Continued Claims Jam
PUA initial claims fell 91,000 to 373,000. That’s why the total with NSA initial claims was down 1% this week. However, California stopped reporting PUAs and Arizona isn’t reporting PUAs. Both states have had crazy high totals. The high totals were wrong. Just because the data is getting more accurate doesn’t mean the labor market is improving.
Continued claims are a misnomer because millions of people are running out of their normal 26 weeks of benefits because the recession started in March. We will see a sharp decline in continued claims throughout October and into early November as these benefits continue to expire. Specifically, in the week of October 3rd, there were 10.018 million continued claims which was down from 11.183 million. As you can see from the chart below, in the past 4 reports if you add in extended benefits and pandemic benefits, continued claims have hardly fallen. Shifting people from one form of benefits to another doesn’t mean the economy is getting better.

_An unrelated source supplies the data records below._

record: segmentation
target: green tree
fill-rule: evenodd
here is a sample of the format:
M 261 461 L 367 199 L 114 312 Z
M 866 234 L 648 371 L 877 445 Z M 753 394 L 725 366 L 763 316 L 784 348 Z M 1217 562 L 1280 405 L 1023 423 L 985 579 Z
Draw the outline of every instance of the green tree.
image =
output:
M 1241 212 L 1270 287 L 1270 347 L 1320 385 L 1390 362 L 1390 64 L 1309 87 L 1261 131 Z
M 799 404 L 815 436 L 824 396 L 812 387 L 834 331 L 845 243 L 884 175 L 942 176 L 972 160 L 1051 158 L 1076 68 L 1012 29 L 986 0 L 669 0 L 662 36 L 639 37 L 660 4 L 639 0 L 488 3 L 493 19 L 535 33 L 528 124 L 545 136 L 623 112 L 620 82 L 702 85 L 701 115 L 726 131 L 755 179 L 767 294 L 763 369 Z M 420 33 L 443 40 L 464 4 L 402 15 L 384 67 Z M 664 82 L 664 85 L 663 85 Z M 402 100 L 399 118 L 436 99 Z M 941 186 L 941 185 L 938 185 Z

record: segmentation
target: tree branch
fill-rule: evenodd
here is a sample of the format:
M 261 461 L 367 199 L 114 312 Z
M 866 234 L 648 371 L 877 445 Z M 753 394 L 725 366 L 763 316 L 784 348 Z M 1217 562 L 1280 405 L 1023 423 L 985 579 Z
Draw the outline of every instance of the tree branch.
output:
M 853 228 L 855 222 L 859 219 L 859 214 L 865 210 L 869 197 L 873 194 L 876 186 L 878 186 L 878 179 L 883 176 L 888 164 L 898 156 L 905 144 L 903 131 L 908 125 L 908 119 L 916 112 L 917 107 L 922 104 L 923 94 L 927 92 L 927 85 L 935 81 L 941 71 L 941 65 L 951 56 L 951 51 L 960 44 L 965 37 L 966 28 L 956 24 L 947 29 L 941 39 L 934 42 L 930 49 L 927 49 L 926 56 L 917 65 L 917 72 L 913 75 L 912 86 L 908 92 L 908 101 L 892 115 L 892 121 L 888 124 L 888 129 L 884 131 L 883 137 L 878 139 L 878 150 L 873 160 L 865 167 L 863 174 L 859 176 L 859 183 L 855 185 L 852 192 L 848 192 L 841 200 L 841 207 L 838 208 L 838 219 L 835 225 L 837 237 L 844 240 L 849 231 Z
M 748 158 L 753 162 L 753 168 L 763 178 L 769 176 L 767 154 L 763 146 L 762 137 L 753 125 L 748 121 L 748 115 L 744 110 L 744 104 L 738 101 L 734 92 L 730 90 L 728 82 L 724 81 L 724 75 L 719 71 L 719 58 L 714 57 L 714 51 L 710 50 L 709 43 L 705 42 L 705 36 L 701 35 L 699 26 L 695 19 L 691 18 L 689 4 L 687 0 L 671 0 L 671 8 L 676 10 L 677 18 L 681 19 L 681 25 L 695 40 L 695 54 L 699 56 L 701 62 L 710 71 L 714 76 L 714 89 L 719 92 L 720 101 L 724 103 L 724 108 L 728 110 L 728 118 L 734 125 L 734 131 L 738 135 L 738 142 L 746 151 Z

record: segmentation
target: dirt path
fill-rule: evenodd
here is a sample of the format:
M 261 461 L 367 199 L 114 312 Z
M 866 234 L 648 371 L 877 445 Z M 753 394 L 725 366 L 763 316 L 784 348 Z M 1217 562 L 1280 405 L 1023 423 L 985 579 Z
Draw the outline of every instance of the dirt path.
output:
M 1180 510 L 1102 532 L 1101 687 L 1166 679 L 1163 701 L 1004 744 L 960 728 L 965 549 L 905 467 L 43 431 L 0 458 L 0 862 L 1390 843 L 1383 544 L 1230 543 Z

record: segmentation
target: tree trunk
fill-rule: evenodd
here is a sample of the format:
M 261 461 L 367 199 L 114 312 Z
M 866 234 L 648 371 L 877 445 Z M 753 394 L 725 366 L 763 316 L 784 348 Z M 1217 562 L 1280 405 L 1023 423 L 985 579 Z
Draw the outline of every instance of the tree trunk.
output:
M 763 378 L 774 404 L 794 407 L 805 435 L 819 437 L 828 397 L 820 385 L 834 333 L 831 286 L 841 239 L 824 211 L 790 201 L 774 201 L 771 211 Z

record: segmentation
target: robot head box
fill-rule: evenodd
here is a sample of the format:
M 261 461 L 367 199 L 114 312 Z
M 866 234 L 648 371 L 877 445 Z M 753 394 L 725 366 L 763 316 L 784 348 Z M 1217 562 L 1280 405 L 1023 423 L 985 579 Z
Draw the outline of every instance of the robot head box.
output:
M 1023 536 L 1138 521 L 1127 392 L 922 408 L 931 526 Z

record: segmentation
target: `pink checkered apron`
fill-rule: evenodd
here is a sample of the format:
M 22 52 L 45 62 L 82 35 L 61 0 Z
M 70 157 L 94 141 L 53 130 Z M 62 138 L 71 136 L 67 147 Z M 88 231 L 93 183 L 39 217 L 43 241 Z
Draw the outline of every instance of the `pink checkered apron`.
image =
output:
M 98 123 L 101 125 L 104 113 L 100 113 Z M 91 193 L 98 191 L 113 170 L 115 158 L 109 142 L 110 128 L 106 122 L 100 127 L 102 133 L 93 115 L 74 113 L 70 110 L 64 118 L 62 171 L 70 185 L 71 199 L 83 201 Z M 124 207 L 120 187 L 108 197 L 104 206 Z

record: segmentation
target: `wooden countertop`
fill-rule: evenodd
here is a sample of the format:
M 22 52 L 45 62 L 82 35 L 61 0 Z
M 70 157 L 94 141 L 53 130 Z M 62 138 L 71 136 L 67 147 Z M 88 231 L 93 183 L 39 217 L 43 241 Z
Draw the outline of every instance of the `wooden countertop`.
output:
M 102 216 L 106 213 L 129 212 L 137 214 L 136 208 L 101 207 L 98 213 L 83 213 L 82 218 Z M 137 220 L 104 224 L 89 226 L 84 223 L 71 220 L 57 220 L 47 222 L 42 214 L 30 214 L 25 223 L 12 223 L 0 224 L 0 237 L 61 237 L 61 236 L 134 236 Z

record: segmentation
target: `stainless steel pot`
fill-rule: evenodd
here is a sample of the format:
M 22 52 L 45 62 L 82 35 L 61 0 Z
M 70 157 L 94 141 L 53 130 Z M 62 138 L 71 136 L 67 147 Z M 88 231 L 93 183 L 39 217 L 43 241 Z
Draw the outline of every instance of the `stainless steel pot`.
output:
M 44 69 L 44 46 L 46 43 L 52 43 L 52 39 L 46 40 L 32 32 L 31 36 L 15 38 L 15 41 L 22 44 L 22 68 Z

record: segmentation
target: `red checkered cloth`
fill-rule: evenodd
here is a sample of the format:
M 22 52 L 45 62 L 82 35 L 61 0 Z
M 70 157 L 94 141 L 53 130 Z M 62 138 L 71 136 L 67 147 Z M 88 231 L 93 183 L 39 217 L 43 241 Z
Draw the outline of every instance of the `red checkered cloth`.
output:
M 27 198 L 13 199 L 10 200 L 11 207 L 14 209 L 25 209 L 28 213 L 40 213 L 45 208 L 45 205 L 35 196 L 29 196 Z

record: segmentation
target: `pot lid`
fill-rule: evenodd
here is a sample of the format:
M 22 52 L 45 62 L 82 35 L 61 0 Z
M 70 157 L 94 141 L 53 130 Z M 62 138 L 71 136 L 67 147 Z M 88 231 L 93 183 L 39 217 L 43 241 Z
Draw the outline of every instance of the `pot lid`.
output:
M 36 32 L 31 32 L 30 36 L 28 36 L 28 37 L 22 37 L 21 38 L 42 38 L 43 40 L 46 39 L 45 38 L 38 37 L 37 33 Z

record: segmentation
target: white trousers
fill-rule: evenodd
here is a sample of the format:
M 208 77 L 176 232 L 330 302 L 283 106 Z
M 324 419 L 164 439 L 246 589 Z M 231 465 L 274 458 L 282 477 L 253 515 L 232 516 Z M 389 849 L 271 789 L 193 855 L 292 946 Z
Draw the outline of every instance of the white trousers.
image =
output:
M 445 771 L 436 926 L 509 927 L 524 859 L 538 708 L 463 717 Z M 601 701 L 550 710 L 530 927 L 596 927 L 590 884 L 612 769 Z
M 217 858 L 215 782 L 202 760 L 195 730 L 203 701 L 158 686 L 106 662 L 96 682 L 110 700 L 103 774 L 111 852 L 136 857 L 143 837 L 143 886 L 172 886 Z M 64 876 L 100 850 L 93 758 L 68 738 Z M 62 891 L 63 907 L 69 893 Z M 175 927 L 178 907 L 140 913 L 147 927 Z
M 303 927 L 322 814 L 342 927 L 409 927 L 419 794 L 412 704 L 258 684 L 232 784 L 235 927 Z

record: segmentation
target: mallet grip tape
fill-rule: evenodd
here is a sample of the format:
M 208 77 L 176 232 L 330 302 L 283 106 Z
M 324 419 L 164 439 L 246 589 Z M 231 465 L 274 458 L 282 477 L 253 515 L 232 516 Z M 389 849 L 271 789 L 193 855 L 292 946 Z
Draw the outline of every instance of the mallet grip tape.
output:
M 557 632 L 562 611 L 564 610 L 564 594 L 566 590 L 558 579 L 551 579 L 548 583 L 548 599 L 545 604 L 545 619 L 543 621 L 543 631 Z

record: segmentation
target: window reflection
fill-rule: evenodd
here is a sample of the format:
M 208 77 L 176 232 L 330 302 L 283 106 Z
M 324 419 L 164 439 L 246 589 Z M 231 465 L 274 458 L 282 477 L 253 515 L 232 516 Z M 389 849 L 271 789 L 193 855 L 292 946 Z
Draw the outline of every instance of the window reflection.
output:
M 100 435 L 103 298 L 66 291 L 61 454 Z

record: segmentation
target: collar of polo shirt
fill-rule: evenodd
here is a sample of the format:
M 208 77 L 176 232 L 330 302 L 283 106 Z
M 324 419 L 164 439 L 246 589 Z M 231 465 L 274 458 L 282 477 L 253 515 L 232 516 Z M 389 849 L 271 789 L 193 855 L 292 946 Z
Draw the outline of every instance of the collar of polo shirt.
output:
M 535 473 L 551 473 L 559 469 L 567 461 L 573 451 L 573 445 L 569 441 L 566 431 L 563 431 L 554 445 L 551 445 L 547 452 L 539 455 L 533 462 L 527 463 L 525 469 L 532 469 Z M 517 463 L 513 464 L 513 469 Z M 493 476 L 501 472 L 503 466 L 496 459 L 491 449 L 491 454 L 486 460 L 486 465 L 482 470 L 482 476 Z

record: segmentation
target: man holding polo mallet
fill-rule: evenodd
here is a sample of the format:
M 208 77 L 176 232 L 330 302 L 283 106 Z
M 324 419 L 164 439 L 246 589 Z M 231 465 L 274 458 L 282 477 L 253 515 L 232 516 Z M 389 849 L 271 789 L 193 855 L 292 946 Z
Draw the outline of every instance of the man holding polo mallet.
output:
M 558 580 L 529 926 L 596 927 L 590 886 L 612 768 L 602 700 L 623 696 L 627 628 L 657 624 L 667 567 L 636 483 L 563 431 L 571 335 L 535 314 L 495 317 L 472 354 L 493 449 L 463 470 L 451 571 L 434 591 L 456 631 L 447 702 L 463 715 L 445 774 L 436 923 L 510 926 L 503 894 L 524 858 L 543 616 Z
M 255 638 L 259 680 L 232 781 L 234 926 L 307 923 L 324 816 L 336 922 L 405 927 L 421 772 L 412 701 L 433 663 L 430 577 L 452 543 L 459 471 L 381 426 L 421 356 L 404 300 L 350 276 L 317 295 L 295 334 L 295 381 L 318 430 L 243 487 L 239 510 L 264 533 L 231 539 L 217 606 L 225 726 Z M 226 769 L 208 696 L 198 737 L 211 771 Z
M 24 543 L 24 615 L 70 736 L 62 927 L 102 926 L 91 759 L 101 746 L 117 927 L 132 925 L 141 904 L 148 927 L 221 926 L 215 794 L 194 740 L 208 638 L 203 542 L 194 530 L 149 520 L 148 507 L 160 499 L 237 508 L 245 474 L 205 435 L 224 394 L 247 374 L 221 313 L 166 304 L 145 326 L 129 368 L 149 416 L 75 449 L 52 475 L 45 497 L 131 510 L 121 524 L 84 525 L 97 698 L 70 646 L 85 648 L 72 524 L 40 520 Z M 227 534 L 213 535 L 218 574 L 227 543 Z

Furthermore, Georgia, Kentucky, Florida, and Hawaii aren’t reporting any PEUCs which means pandemic continued claims are even higher than the chart shows. Even without those states, there was an 818,000 increase in PEUCs. That’s greater than the decline in continued claims (2 weeks ago). The labor market isn’t healing which makes sense because the areas that survived in this new economy have already brought back their workers. The areas that don’t do well in the new economy, can’t bring their workers back.
Fewer Rents Being Paid (Compared To 2019)
Most rents are being paid, but there are still issues. As you can see from the chart below, the percentage of rents paid increased 0.6% in October compared to September. It’s possible that the declines in August and September from July were related to the decline in federal help with unemployment benefits. The 2.4% decline in rents paid compared to last year equates to 271,000 households. Just because the percentage is small, doesn’t mean this isn’t a big deal. We could easily see this reverse if another stimulus package passes.
More Air Travel?
You wouldn’t think that with the COVID-19 pandemic getting worse in the Midwest that the number of people flying would be increasing, but it is. As you can see from the chart below, the 7 day average of TSA throughput in October hit 859,548 which is above the spike due to Labor Day. It’s still below 2 million where it was in March, but any improvement helps. You would think this will reverse course as COVID-19 cases increase, but we will see.
Time For Euphoria Again
This is a speculator’s market again. As we mentioned in a prior article, traders are using the same playbook that has worked for years and worked well this spring. They are buying the dip. Few speculators are gone from August. They just went into temporary hibernation. As you can see from the chart below, this week the NAAIM exposure index rose from 73.05 to 102.93 which is about 3 and a half points below the peak in late August.
The labor market is getting worse which means the October labor report will be bad. The economy needs a stimulus and a COVID-19 solution. More people paid rent than last month, but it’s still down 271,000 from last year. Flying has increased in October despite the spike in cases in the Midwest. Speculators are back in the market. They don’t get scared by 10% declines. In fact, that correction made them more bullish.